Pretentious is a word I tend to avoid because, ironically enough, its meaning has been lost through indiscriminate usage. But there is really no other way to accurately describe Humble Boy, showing through this weekend at Playhouse on the Square. The play, by Charlotte Jones, wants to be many things but is, in reality, a farcical melodrama about a less-than-functional family coming to grips with the loss of its humble patriarch.
Humble Boy pretends to be a contemporary reworking of Hamlet, though rip-off might be a more apt description as it takes the bard's plot points at face value without adding anything new or interesting. It's most obviously a nod to Tom Stoppard (Rosencrantz & Guildenstern Are Dead), who has built a career deconstructing the classics and turning stock forms and characters inside out hoping to find new light streaming through old windows. The dark sexual farce at play in Humble Boy is reminiscent of Alan Ayckbourn's Norman Conquests.
But to muddy the waters even further, Jones borrows again from Stoppard and the like-minded Michael Frayn (Copenhagen), two authors known for inserting dense bits of history and science into their plays, creating metaphors that stretch back to the beginning of time and on into infinity. In Jones' case, these metaphors (beekeeping and string theory) seem tacked on -- a painful reminder of nothing more than a self-consciously well-read playwright. Fortunately for Playhouse, the actors -- though misguided at times -- show genuine affection and sympathy for their characters, making what could have been a painful evening of theater reasonably pleasant. Well, at least for the first two hours.
Humble Boy tells the story of Felix Humble (John Hemphill), an aspiring astrophysicist studying string theory, which is generalized to the point of nonsense as "the theory of everything." Fat, loveless, and riddled with self-doubt, the young scientist returns home after his father's mysterious death. His exceptionally vain, sharp-tongued, and Ab-Fab-derived mother (Irene Crist at her icy best) never felt that his beekeeping daddy was good enough for her and is romping unashamedly in the hay with a smarmy, drunken, trash-mouthed bastard (Kelly King), who would be entirely unsympathetic were it not for an artificial dramatic device or three. The conflicted Felix must also confront an old flame (Mary Buchignani) he abandoned for his new mistress, the cosmos, and the heartbreaking possibility that her 7-year-old child is his own. Unlike Hamlet, who couches his suicidal tendencies in a ferocious battle against existential dragons, Felix merely frets and pines away for his father's beloved bees, which Mummy has banished.
Buchignani, a potent character actress, is at her absolute best here, tempering sexual aggressiveness with wounded pride and a vulnerability that belies her tough exterior. Hemphill also manages some fine moments but is regularly tripped up by the play's extraneous flights of metaphorical fancy and a story line that keeps him whining when he should be railing against the fates. King, who came on strong in Playhouse's production of Lanford Wilson's Book of Days, gives a thoroughly convincing performance as a total asswipe but is ultimately ruined by an overt impersonation of Cary Grant. The play's best moments, however, go to Jo Lynne Palmer, a character with hysterical tendencies who seems to be plucked directly from the pages of a Jane Austen novel. Her comic bit involving the dearly departed's ashes and a bowl of gazpacho nearly brought the opening-night audience to their feet mid-show.

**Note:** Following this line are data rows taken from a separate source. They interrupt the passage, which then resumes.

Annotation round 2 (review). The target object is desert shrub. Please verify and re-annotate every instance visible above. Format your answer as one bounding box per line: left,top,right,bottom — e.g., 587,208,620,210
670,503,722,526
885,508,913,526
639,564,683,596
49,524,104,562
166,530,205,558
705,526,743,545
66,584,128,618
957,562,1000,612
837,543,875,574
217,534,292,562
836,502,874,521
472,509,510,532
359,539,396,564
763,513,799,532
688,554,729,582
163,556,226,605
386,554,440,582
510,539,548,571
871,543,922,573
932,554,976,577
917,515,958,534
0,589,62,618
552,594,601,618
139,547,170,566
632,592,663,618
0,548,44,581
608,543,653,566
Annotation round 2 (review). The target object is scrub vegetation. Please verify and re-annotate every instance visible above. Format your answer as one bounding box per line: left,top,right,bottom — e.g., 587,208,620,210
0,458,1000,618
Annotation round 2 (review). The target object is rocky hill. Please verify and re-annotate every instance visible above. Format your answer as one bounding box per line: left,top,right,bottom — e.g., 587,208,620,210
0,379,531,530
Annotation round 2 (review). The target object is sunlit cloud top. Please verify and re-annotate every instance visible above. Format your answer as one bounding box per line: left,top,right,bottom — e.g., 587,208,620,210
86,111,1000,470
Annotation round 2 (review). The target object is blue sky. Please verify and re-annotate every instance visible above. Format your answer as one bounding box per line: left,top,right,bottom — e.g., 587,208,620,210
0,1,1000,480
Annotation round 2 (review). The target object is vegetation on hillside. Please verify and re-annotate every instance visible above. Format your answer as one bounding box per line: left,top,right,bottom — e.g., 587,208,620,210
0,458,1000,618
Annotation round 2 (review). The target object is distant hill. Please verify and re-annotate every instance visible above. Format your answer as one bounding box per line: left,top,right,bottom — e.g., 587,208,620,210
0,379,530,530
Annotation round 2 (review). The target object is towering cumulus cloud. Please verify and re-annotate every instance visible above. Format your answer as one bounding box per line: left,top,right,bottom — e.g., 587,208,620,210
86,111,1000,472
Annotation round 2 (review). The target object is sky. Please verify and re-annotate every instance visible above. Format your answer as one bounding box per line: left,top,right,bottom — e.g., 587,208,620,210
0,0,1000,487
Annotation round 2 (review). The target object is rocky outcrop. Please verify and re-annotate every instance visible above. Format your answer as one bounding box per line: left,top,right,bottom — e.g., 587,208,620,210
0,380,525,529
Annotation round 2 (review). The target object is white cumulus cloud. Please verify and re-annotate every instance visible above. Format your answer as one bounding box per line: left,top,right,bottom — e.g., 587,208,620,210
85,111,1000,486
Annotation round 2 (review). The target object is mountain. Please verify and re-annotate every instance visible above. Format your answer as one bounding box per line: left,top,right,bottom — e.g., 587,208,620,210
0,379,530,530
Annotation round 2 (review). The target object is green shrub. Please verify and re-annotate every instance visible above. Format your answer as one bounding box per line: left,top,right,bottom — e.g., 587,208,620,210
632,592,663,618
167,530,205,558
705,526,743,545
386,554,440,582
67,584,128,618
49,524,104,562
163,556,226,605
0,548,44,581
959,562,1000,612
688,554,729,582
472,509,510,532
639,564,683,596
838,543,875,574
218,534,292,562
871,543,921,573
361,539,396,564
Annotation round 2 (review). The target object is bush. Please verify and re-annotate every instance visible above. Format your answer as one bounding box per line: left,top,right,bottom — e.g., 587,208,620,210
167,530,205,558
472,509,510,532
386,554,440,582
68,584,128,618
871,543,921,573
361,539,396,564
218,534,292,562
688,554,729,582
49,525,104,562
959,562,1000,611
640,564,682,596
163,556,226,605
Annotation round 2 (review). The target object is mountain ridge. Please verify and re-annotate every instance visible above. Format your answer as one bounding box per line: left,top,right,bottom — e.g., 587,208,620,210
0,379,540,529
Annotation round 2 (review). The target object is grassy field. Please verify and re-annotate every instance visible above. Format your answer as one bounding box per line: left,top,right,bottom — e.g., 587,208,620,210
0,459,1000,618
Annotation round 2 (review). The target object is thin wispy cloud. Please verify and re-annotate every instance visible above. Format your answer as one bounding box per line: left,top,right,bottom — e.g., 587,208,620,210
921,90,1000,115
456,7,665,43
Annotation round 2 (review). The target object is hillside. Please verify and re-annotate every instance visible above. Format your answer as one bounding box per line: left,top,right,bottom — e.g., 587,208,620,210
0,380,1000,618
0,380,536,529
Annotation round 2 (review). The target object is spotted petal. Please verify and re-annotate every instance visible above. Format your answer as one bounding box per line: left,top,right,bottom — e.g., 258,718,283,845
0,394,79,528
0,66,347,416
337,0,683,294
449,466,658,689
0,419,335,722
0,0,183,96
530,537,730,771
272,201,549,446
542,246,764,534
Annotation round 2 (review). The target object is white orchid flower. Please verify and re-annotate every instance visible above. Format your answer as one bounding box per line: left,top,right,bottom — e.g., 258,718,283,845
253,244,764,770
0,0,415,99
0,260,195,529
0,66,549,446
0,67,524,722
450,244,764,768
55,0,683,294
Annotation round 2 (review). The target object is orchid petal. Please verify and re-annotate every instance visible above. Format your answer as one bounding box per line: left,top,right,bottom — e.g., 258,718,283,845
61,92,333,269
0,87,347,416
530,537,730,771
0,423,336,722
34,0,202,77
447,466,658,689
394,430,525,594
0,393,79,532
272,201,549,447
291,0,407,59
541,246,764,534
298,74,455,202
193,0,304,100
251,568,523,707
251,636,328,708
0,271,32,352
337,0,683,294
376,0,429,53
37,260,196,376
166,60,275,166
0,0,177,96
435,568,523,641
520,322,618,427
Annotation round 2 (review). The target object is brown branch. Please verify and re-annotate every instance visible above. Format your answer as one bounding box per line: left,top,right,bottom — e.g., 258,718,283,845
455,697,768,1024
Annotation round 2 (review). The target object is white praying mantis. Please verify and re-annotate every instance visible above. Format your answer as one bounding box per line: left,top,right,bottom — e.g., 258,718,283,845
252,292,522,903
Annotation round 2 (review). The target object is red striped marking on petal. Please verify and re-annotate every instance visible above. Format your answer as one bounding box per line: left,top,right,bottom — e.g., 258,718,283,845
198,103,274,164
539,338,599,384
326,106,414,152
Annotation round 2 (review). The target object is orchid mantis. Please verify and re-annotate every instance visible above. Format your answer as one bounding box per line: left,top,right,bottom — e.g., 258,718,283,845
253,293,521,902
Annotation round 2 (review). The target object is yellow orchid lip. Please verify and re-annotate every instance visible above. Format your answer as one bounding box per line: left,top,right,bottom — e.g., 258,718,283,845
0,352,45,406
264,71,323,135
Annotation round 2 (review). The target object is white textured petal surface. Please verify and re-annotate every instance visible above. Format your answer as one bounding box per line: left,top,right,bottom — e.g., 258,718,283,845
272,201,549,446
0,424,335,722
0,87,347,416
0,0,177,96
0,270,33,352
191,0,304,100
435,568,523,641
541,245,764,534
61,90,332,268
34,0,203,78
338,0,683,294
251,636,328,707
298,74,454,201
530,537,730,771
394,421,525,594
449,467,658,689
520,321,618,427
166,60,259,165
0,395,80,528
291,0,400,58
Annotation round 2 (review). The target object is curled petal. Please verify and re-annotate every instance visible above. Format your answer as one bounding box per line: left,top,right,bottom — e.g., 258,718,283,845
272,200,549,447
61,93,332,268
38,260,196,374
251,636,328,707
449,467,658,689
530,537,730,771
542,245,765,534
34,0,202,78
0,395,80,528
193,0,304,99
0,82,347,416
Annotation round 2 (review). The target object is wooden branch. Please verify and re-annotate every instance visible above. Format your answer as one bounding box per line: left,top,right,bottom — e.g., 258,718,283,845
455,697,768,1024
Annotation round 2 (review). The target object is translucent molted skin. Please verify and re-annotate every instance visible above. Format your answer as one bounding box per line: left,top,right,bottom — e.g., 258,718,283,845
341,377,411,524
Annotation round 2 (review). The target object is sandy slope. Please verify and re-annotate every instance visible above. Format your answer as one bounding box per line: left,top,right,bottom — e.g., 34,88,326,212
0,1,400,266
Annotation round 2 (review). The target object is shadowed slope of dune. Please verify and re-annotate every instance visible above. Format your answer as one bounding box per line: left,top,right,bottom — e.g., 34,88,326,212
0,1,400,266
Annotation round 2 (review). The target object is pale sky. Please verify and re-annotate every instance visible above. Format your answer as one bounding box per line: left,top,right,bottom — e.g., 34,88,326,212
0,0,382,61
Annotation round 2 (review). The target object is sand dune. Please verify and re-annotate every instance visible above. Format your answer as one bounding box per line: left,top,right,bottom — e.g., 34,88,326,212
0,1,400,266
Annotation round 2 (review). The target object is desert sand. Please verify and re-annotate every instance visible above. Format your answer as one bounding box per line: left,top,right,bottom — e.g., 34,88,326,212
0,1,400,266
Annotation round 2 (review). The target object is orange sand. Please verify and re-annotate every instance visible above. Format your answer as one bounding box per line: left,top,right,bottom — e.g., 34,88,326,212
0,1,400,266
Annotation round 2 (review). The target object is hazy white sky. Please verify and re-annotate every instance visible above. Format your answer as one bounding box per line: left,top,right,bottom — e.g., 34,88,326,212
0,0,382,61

Of course, as this is a reworking of Hamlet, there is a ghost, but I'll not get into that here. But woe the poor actor who attempts this part. No matter his prowess, he is doomed by the playwright to failure.
Director Anastasia Herin left Humble Boy a week before the show opened. Michael Detroit and Dave Landis scrambled to finish the job, and the presence of many hands at work is obvious in the actors' inconsistent approaches to their characters. There are moments (and horrid ones at that) when the play's farcical elements are played broadly. But there are also moments when the cast settles in, plays things straight, and mines Jones' bloated script for good humor and genuine emotion. Sadly, what begins pretentiously ends incoherently, with just enough solid acting in between to keep the production afloat.